Très sensible à l’urgence de défendre le français au nom même de l’avenir de l’État qu’il aspire développer, Aquin se retrouve en opposition face à son ancien collègue libéral. Aquin soutient par exemple qu’il faudrait restreindre l’assistance sociale aux familles immigrantes qui refuseraient d’envoyer leurs enfants dans une école française, ce qui a l’heur de déplaire à Lévesque. Pour ce dernier, c’est là vouloir remplacer une injustice par une autre. La question de la langue d’enseignement dans les écoles bat alors son plein et s’avère extrêmement sensible. Et les divisions sont nombreuses sur cette question.

Cette opposition avec René Lévesque le conduit à quitter le MSA le 29 juillet 1968, tout en continuant de militer en faveur de l’indépendance du Québec. Ce jour-là, après 1 h 45 de discussions avec l’exécutif du MSA, il conclut que trop les sépare. La question linguistique d’abord, mais aussi la question internationale.
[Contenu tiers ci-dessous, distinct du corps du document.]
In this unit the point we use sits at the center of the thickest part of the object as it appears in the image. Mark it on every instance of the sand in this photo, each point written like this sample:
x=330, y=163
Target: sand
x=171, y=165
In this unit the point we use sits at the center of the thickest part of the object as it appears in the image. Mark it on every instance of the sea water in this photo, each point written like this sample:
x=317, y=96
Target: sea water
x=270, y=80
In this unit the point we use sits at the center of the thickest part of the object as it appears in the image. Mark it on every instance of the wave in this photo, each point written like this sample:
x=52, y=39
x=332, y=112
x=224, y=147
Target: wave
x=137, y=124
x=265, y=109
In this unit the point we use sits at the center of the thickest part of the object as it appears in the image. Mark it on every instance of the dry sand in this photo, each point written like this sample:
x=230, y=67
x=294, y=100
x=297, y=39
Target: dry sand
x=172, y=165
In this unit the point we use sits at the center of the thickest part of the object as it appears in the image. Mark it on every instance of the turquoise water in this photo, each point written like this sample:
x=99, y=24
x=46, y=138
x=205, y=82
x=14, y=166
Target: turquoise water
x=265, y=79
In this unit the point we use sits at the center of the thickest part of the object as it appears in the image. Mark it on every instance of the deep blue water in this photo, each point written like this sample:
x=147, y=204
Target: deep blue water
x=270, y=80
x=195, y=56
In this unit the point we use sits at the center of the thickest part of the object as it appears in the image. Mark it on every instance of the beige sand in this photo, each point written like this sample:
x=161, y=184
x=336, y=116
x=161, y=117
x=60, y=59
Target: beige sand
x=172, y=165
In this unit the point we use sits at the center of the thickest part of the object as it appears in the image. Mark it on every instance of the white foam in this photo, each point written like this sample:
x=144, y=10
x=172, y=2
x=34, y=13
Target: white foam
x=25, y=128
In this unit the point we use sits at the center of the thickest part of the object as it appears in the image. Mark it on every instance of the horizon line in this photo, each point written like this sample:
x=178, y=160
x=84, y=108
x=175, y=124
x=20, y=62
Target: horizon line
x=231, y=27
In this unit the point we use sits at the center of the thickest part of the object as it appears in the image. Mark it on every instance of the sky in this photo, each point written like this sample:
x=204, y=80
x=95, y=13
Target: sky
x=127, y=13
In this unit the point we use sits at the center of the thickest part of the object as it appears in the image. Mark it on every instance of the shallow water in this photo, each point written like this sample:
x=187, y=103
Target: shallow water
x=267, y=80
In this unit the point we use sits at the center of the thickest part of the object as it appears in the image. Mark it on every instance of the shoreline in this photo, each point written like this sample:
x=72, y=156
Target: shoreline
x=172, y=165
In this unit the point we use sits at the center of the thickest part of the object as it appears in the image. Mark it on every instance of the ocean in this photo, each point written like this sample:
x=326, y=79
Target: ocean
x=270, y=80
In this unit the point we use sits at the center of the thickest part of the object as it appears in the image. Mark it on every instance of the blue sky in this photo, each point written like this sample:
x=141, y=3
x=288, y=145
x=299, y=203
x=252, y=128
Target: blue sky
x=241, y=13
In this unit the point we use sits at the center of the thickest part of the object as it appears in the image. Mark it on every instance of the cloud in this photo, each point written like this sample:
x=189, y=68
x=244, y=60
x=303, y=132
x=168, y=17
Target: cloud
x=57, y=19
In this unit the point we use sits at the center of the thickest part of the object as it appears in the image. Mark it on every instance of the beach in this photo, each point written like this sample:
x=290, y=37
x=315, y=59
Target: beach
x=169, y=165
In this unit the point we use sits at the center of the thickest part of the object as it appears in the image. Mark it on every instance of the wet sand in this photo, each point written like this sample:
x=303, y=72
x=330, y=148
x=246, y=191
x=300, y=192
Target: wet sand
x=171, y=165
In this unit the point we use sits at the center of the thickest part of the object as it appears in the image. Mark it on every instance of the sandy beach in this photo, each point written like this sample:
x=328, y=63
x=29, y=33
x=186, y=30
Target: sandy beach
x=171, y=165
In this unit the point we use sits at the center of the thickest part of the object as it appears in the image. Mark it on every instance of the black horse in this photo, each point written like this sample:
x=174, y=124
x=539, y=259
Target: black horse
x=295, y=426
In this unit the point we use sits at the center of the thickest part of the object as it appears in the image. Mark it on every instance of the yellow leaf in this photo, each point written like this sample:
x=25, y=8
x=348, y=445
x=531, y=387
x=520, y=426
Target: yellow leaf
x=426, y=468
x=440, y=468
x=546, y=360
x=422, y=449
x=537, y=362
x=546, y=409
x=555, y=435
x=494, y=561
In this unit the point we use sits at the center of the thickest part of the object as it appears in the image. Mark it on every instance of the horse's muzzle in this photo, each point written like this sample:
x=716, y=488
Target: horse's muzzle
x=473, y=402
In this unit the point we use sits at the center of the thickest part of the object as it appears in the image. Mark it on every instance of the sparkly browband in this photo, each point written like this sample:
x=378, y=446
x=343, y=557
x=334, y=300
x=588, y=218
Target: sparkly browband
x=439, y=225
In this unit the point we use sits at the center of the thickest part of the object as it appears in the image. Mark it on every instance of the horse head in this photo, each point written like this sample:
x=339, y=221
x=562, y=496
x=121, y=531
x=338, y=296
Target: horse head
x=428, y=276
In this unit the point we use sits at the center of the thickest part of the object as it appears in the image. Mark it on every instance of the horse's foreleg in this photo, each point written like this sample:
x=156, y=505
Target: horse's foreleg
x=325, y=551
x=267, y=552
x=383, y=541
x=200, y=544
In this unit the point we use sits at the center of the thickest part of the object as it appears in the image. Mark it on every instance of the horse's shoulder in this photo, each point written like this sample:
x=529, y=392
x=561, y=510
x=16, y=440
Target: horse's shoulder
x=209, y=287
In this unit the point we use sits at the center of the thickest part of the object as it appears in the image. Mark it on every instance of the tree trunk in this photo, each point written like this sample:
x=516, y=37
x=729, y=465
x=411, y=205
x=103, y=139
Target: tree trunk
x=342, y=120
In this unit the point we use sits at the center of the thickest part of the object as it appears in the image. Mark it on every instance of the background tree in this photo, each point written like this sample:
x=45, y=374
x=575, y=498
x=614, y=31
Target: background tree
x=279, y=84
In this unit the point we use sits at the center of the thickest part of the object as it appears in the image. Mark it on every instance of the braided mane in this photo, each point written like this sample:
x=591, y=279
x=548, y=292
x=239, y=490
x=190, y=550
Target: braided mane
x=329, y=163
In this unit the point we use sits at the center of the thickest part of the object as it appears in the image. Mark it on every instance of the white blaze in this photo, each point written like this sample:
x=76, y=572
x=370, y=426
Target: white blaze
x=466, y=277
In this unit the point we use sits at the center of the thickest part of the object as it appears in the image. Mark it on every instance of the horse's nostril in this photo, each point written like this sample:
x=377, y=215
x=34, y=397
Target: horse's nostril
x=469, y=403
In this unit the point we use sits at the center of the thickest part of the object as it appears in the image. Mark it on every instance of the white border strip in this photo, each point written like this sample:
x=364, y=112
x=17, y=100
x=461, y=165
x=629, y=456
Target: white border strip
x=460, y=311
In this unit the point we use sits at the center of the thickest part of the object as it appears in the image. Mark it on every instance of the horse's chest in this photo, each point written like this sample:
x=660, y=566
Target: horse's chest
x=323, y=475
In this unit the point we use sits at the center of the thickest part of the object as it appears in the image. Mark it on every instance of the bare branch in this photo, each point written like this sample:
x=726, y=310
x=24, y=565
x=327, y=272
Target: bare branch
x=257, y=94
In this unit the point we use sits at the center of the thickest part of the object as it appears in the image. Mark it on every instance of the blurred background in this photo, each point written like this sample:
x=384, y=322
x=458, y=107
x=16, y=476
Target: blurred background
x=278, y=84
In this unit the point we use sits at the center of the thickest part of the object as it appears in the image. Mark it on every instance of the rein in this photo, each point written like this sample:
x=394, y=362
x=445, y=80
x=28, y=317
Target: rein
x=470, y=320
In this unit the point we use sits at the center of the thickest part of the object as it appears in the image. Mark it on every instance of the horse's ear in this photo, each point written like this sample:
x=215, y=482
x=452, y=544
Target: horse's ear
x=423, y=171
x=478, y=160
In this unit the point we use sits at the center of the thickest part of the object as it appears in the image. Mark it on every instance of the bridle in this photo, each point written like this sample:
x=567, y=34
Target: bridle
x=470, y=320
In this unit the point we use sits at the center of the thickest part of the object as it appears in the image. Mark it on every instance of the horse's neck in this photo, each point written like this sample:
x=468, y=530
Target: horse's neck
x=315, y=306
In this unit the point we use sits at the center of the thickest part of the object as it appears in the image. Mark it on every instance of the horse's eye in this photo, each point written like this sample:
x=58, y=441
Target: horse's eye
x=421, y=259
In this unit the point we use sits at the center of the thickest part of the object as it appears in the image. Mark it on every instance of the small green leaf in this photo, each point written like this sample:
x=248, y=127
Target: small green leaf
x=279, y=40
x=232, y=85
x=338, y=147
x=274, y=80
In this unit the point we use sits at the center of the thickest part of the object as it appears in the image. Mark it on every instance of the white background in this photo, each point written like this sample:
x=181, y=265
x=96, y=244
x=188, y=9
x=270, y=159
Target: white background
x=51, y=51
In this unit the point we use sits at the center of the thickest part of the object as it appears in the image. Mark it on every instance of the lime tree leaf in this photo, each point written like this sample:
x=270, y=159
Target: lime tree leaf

Selon Le Devoir daté du lendemain, Aquin « voudrait une véritable « décolonisation » du Québec vis-à-vis des États-Unis ». En outre, affirme Le Devoir, il n’est pas du tout d’accord avec la façon dont le MSA conduit les négociations avec les autres groupes indépendantistes en vue d’une éventuelle union. Aquin n’en affirme pas moins qu’il va continuer de soutenir en chambre son collègue Lévesque, devenu tout comme lui un député indépendant et la cible d’attaques de la part de leurs anciens camarades libéraux.

Déçu, François Aquin démissionne de son poste de député le 20 novembre 1968. Il retourne à la pratique du droit puis à l’enseignement. Il sera appelé à jouer divers rôles de conseiller, tout en écrivant assez régulièrement sur des questions juridiques et occasionnellement sur des questions politiques.

Né à Ville-Émard le 6 mars 1926, fils d’un menuisier, François Aquin a mené ses études chez les jésuites, au Collège Ville-Marie. Il est d’abord tenté d’entrer dans cette compagnie mais sa foi vacille et il se dirige finalement vers l’étude du Droit. Après des études à l’université McGill, il est admis au barreau du Québec en 1956. Il exerce son métier d’avocat jusqu’en 2012. Il a aussi enseigné de 1969 à 1989 à l’Université de Montréal. François Aquin a notamment été formateur des juges de la Cour du Québec, de la Cour Supérieure et de la Cour d’appel lors de la réforme du Code civil en 1994. Il est décédé le 23 novembre à Laval.